Climate-induced migration in deltaic environments such as the Indian Sundarbans requires vulnerability assessments that are both spatially explicit and analytically objective. This study advances existing approaches by integrating the distance correlation-based CRITIC (D-CRITIC) technique with village-level environmental and socio-economic indicators to develop an unbiased Migration Risk Index (MRI) for 86 villages in the Pathar Pratima Block. Unlike traditional equal-weighted or expert-based methods (e.g., AHP, TOPSIS), D-CRITIC quantifies interdependence among indicators to derive data-driven weights, minimizing redundancy and improving diagnostic precision.
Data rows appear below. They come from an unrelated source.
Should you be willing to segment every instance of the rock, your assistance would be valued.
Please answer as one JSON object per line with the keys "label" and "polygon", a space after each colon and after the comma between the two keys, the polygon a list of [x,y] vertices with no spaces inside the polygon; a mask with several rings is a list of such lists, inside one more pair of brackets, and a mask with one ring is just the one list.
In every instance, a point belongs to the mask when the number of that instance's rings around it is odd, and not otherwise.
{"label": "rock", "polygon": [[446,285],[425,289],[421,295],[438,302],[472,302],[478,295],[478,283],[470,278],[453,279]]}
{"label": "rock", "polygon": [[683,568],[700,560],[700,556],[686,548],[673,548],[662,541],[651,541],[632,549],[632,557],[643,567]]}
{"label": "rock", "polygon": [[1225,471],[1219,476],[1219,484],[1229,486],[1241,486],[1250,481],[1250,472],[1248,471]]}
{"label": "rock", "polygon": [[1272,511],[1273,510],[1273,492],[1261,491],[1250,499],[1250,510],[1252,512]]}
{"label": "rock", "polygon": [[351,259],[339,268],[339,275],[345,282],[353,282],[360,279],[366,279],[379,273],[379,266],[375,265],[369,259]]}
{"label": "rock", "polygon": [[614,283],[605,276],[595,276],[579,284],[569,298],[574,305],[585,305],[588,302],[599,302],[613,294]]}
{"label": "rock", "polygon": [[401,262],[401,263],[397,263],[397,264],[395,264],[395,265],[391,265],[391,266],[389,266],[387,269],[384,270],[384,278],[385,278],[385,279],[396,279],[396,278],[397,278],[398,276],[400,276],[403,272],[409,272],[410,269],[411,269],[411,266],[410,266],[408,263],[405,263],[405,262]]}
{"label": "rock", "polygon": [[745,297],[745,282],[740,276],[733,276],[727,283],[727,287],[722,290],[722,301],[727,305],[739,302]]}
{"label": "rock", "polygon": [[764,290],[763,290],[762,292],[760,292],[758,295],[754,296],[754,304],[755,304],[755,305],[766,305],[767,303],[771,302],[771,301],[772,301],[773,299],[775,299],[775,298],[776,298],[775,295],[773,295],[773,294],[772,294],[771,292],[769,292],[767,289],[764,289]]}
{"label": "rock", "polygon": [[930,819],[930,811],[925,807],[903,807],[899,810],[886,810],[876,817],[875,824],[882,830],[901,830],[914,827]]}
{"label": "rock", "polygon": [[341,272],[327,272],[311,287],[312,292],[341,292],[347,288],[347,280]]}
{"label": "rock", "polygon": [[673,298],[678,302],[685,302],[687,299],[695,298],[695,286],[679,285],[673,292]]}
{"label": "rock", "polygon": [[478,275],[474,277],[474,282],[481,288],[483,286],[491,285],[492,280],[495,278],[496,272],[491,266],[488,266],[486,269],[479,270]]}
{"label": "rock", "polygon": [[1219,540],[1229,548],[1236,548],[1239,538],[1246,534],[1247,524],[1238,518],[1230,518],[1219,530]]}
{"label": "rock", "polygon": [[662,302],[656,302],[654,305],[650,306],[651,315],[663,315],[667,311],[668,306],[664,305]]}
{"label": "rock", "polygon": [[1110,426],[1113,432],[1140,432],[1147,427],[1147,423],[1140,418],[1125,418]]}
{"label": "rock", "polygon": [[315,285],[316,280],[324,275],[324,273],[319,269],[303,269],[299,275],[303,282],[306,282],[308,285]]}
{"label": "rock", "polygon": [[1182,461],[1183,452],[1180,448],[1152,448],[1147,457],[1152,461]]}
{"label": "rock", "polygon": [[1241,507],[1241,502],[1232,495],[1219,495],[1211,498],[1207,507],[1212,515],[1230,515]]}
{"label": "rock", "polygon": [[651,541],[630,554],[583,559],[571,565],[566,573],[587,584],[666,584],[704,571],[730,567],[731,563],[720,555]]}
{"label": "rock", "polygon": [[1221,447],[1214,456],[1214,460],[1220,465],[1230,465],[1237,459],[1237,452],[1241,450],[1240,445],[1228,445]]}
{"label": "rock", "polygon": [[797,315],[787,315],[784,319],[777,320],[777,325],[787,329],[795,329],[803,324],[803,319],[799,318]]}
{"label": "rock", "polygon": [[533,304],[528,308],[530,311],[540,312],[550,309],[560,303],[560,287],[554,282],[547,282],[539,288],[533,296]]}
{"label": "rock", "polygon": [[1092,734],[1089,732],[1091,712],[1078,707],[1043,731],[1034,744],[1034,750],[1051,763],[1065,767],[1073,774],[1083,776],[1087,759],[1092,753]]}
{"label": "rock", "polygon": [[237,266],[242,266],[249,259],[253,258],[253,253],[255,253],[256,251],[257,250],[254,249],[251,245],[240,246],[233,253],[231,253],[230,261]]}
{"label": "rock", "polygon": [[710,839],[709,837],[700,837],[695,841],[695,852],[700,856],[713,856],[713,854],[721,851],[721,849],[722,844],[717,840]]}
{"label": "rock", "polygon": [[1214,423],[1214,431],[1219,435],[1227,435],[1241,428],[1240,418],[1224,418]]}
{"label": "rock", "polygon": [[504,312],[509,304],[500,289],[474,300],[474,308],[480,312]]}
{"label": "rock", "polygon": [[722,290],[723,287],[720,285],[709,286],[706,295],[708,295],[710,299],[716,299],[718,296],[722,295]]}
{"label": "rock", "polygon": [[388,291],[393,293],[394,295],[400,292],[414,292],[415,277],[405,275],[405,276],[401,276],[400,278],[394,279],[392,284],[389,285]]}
Results indicate that 10.34% and 24.14% of the total area fall into very high and high vulnerability categories, respectively, while incorporating adaptive capacity reduces overall vulnerability by about 10%. The MRI reveals that 59.8% of villages exhibit moderate-to-very high migration risk, with significant hotspots along the southern coast. By quantifying interdependence among indicators, D-CRITIC offers a data-driven alternative to subjective weighting methods, potentially minimizing redundancy and improving consistency in vulnerability assessment. A ground-truth validation using household survey data from ten villages demonstrated a moderate-to-strong agreement between the model predictions and observed migration patterns, with a Receiver Operating Characteristic-Area Under the Curve (ROC-AUC) score of approximately 0.85. This result indicates that the model possesses good discriminatory and descriptive capability in capturing migration dynamics, thereby providing preliminary empirical evidence supporting the applicability and reliability of the proposed framework.. Beyond reaffirming coastal exposure, this study uncovers emerging mid-delta transition zones where exposure and adaptive capacity interact to shape migration pressures. The methodological innovation of D-CRITIC thus provides a replicable, data-driven framework for mapping migration risk and informing resilience planning in deltaic and other climate-sensitive regions.